Она стояла перед дверью довольно долго, глядя на ее темные деревянные панели. Последние слова Рази льдинкой кольнули у нее в груди. Из комнаты не доносилось ни звука — полная тишина. Никакого разговора. Винтер знала, что ванна Кристофера у самой двери, справа, перед камином. Если бы Рази заговорил с ним, даже тихо, она бы услышала звук голосов, но стояла тишина. Либо Рази стоял молча и неподвижно по другую сторону двери, либо прошел мимо своего друга в другую комнату, не сказав ни слова.

«Накажи тебя Бог, Рази Кингссон, — подумала она и сама удивилась, какая горечь сковала ее сердце. — Накажи Бог тебя, и твои проклятые секреты, и твою привычку отталкивать друзей». В ребяческой досаде она ударила дверь ногой, а потом положила ладонь на дерево. «Вернись, — подумала она. — Вернись, выйди ко мне и обними».

Но, конечно, он не вышел, и наконец она ласково похлопала по двери, как хотела бы похлопать по плечу Рази, и направилась в библиотеку.

* * *

Винтер стояла перед дверью библиотеки, сердце колотилось в груди, щеки предательски покраснели. Инструменты неподъемным весом давили на плечо. Ей это не под силу! Она просто не сможет!

Она представила себе стайку гогочущих подмастерьев с той стороны двери и почувствовала, что желудок у нее выворачивается наизнанку. Она с полной уверенностью представила себе, как сейчас откроет дверь, споткнется, упадет, а потом ее вырвет прямо на ковер.

Винтер закатила себе пощечину, да такую, что от боли слезы из глаз брызнули. Она быстро вдохнула и задержала дыхание. Медленно выдыхая, она открыла дверь и ступила в комнату.

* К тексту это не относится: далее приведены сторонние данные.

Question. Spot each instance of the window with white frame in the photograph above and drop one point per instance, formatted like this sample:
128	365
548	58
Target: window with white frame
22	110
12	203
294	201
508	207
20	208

Она не смотрела по сторонам, пока аккуратно не закрыла дверь. Как только щелкнула щеколда, она внезапно снова овладела собой. Щеки остыли, язык вновь обрел способность к речи, желудок успокоился. Она подняла глаза на группку парней перед ней и скользнула по ним холодным взглядом.

Их было пятеро. Двое на втором году обучения, трое — на третьем и еще один на четвертом году обучения, как и она сама. Никому из них не было дозволено носить зеленое, даже четверогодник носил простые черные шнурки, и никого гильдия не удостоила выплаты жалованья. В основном это были обычные, грубоватые, хитроглазые парни. Они повернулись, чтобы поглазеть на нее, — все, как один, сначала с удивлением, затем с издевательским смехом. Старшие мальчишки смотрели на нее с неприкрытым вожделением.

— Кто это к нам пришел? — шутовски воскликнул худой растрепанный мальчишка, разглядывая ее бедра и облизываясь. — Ты что, над нами подшутить решила?

— Кто тебе велел так одеться? — спросил маленький первогодок, чье недовольное личико даже заострилось от возмущения.

Винтер сглотнула. Она знала, что их мастер здесь, прячется где-нибудь в углу, делая вид, что не заметил ее прихода. Он, наверное, слушает, как она будет обращаться с его мальчишками, чтобы посмотреть, чего она стоит. Именно сейчас решается судьба отношений Винтер с его подмастерьями, и она должна все сделать правильно, ведь второго шанса у нее не будет.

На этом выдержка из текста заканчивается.